この方法は,「moveを呼んだ後にupdateを呼ぶ」といったパターンが発見できれば,アスペクトマイニングにも使えるかもしれない.- Zhenmin Li, Yuanyuan Zhou: PR-Miner: Automatically Extracting Implicit Programming Rules and Detecting Violations in Large Software Code.

lock-unlock, SearchSysCache-ReleaseSysCache のようにペアで使うメソッド呼び出し,var.command = foo; var.driver = bar; のような構造体へ設定する値には,ある程度パターン(しばしばundocumented)が存在する.そのような implicit rule を見つけようという研究.

今までには,事前にルールを定義しておいて後でそれをチェックするというのはあったが,自動で探索するものはなかったらしい.
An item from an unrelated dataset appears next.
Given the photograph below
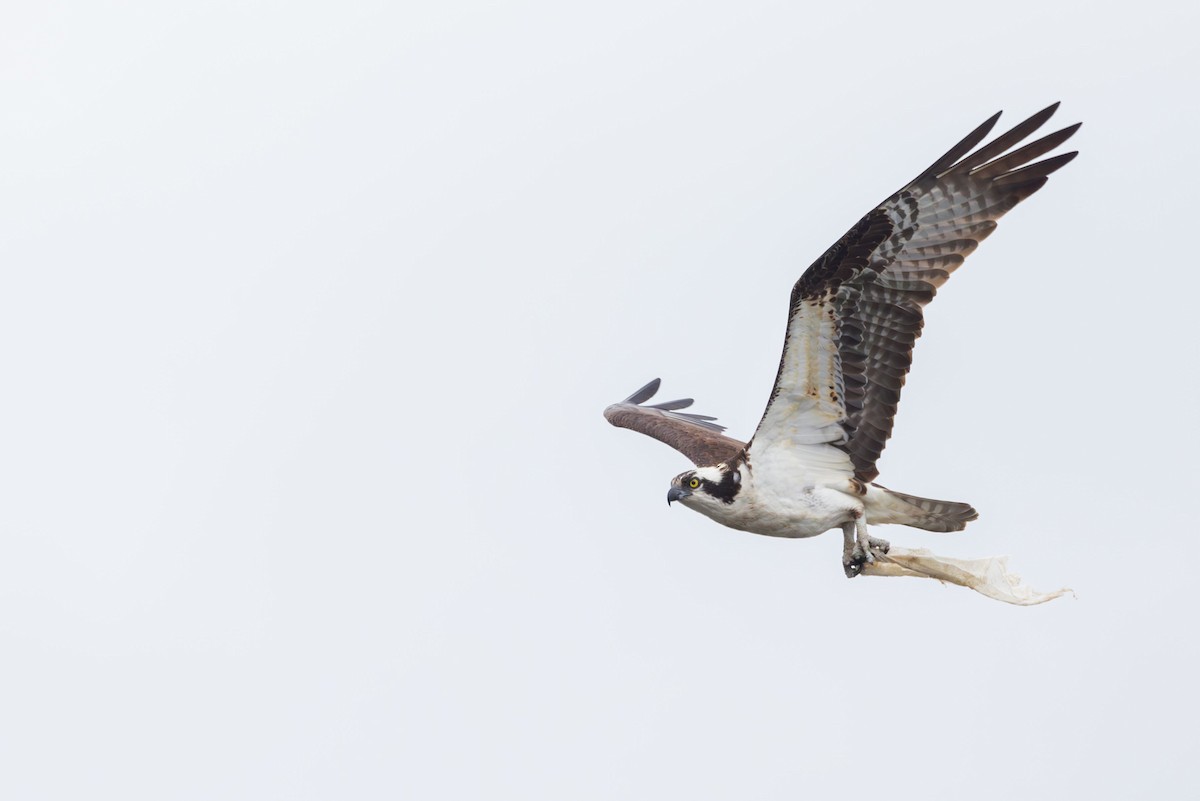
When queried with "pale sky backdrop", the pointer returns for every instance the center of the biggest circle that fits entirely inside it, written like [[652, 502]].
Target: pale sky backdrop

基本は関数単位で,呼び出している関数名,構造体名,フィールド名の集合で関数を抽象化する(ローカル変数は除外).

IDを数値で表現したら,たとえば {5, 12, 19, 26} といった集合が関数ごとに割り当てられることになる.で,{5, 12, 19, 26} が19回登場して {5, 12, 19} が20回登場しているなら,if {5, 12, 19} then {26} が confidence 19/20 = 95% として得られる.

また,一連のメソッド呼び出しなどが複数のメソッドに分割されている可能性もあるので,その関数を呼び出している関数へと遡ってから子供の関数の呼び出し列を調べるという作業も行っているらしい(ただ,call path を調べる都合上 dynamic binding なんかには弱そう…).

ケーススタディでは Linux や PostgreSQL などを対象に適用実験を行っていて,関数群よりもむしろ関数と変数あるいは変数同士といった組のほうが多く見つかったらしい.Linuxでは合計約3万種類ほど.要素数的には,9割方が10個以下に収まっている.ただ,出てきたルールに違反しているであろうと判定された上位60例を取り出してきたとき,Linuxでは16個がバグ,20個が正しい使い方,24個はfalse positive.PostgreSQL では45個がfalse positiveとなっていて,現段階では,false positive 率がけっこう高いのが少し気になるところ.